On ne cesse de rencontrer le mot complexe. Moi-même, je l'use fréquemment, même si j'essaye d'utiliser aussi le mot "compliqué". Or, la popularité de l'un aux dépens de l'autre appelle quelques commentaires. Car ce ne sont pas des synonymes.

source

1/ Une définition de "compliqué", trouvée tout en haut de la recherche "jumelles" : "Qui est difficile à appréhender, analyser et comprendre". Par exemple, la science astronomique est "compliquée" : elle nécessite beaucoup d'efforts, de connaissances, de formules avant d'être maîtrisée.

2/ Le même site donne cette définition de "complexe" : Qui comprend plusieurs éléments ayant de nombreux rapports entre eux.

3/ Vous en tirez immédiatement une première conclusion : les sens diffèrent, et le complexe n'est pas forcément compliqué. Mais le compliqué peut être complexe, et les connaissances modernes donnent le sentiment d'être de plus en plus compliquées ET complexes.

4/ Est-ce forcément vrai ? Je n'en sais rien. Mais en revanche, j'ai l'impression qu'il y a un glissement de sens : nous disons "complexe" pour exprimer que nous n'arrivons plus à saisir l'ensemble des interactions, des liens, des relations de causalité qui existent. Or, ce sentiment me semble de plus en plus vif, à mesure que nous sommes dans une société planétisée, c'est-à-dire réticulée. Le développement des réseaux et leur interconnexion "complexifie", au sens propre, le fonctionnement du mode. Mais dans le même temps, la multiplication des couches favorise des résiliences structurelles, que nous ne pouvons décrire (sinon après coup) mais dont nous bénéficions.

5/ Or, ce vécu va à l'encontre de notre mode de raisonnement occidental. En effet, depuis tout petit, nous utilisons une méthode hypothético-déductive. Autrement dit, nous partons du principe (c'est notre connu-inconnu, pour reprendre la terminologie de Žižek, sur laquelle je reviendrai prochainement) que la maîtrise de l'ensemble des éléments constitutifs nous permettra de maîtriser le tout. Or, si l'on est capable de calculer des valeurs ajoutées (celles qui font que le tout est plus important que la somme des parties, que l'observation scientifique a permis de remarquer) j'ai l'impression que dans un monde complexe, cette valeur ajoutée est structurellement augmentée, mais que nous sommes incapable de la calculer.

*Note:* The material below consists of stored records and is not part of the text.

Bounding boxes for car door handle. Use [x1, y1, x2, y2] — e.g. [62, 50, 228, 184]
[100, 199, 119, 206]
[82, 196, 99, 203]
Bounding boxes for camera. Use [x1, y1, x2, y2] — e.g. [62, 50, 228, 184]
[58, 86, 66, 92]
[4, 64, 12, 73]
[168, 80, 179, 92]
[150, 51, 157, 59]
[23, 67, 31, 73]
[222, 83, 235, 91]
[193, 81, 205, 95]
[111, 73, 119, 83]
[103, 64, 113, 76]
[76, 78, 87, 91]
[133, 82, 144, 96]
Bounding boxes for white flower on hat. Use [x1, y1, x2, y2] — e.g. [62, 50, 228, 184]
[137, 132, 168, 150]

6/ Je sais, pour beaucoup d'entre vous, ce que je dis est d'une banalité déconcertante et a déjà été dit par d'autres (en mieux). M'enfin je préfère essayer d'accoucher moi-même quelques linéaments......

réf : ce blog qui traite (autrement) ce sujet

NB : j'ouvre une nouvelle catégorie "planétisation", qui est un concept que j'utilise de façon récurrente, et qui a besoin d'être regroupé (d'abord pour moi).

O. Kempf

Commentaires

1. Le mercredi 10 août 2011, 21:56 par yves cadiou

En français, il n’y a pas d’exacts synonymes : deux mots n’ont jamais le même sens. La trop habituelle « chasse aux répétitions » dans les rédactions scolaires appauvrit la langue en faisant croire que deux mots sont interchangeables alors qu’ils sont seulement voisins. C’est précisément leur différence qui est intéressante.

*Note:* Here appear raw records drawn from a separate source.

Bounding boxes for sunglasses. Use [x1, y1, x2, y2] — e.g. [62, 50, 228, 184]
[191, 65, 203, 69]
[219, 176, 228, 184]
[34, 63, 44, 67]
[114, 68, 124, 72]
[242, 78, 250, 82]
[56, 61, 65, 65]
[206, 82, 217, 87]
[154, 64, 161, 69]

Pour ma part, la différence que je fais depuis longtemps entre « complexe » et « compliqué », c’est le caractère contingent de la complication : est « compliqué » ce qui a été complexifié par une action extérieure, volontaire ou non. Cette différence est plus visible avec les mots « complexité » et « complication » : dans les relations humaines, de quelqu’un qui veut qu’un litige ne trouve pas de solution, on dit qu’il « fait des complications », on ne dit pas qu’il « fait des complexités ». Autre exemple : après une opération chirurgicale, il arrive qu’il y ait des complications. La science astronomique est complexe, elle n’est pas à proprement parler compliquée.

Voyons aussi les matheux, qui s’amusent à manipuler des « nombres complexes » avec un incompréhensible intérêt et une déconcertante résistance à la migraine : il est clair que ces gens-là sont compliqués mais pas complexés. Extrait de la page « nombre complexe » de wikipedia : « La branche de l'analyse complexe concerne l'étude des fonctions dérivables au sens complexe, appelées fonctions holomorphes. » Aspirine, merci.

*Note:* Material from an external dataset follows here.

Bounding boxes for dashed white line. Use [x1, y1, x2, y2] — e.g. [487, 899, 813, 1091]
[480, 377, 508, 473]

Quant à l’idée selon laquelle « la maîtrise de l'ensemble des éléments constitutifs nous permettra de maîtriser le tout », la MRT dont on parlait l’autre jour est faite pour sortir de cette situation ingérable : avec la MRT, chacun est tenu de maîtriser seulement son propre niveau, sans avoir la connaissance détaillée des autres éléments constitutifs mais seulement un aperçu.

Le monde n’est pas plus complexe aujourd’hui que par le passé : ce qui a évolué c’est la conscience que nous avons de sa complexité. Chacun de nous vit dans un village de cinq cents personnes qu’il connaît plus ou moins, c’est comme ça depuis cinq millions d’années (le troupeau, puis le village).

Ce qui est relativement récent, c’est que nous savons qu’il y a d’autres troupeaux et d’autres villages qui s’imbriquent avec le nôtre. Nous pouvons en avoir un aperçu utile mais nous savons qu'ils sont au-delà de notre entendement dans toute leur complexité.

2. Le mercredi 10 août 2011, 21:56 par Boris Friak

Une des causes, à mon sens, de notre difficulté à prendre conscience des complexités, est que le système de formation privilégie très fortement la connaissance du compliqué au détriment du complexe.

Une des raisons est bien évidemment le profil des professeurs, le plus souvent spécialistes d'un sujet compliqué mais dénués de la capacité de compréhension interdisciplinaire.

3. Le mercredi 10 août 2011, 21:56 par Stéphane Dossé

Le problème vient de la pensée cartésienne (trop mise à l'honneur en France) qui n'est pas pertinente pour comprendre les systèmes complexes : http://pourconvaincre.blogspot.com/...
Essayer de comprendre un problème théorique ou opérationnel complexe,avec un mécanisme cartésien, le rend compliqué...
Je te conseille, comme à tes lecteurs, à nouveau la lecture de la méthode d'Edgar Morin (6 x 300 pages ?)
Par ailleurs, il existe de nombreuses études sur le comportement des réseaux (informatiques ou sociaux) qui permettent d'essayer de comprendre.

égéa: Morin sur la pensée complexe, oui, je l'ai vu, il faut que je le lise.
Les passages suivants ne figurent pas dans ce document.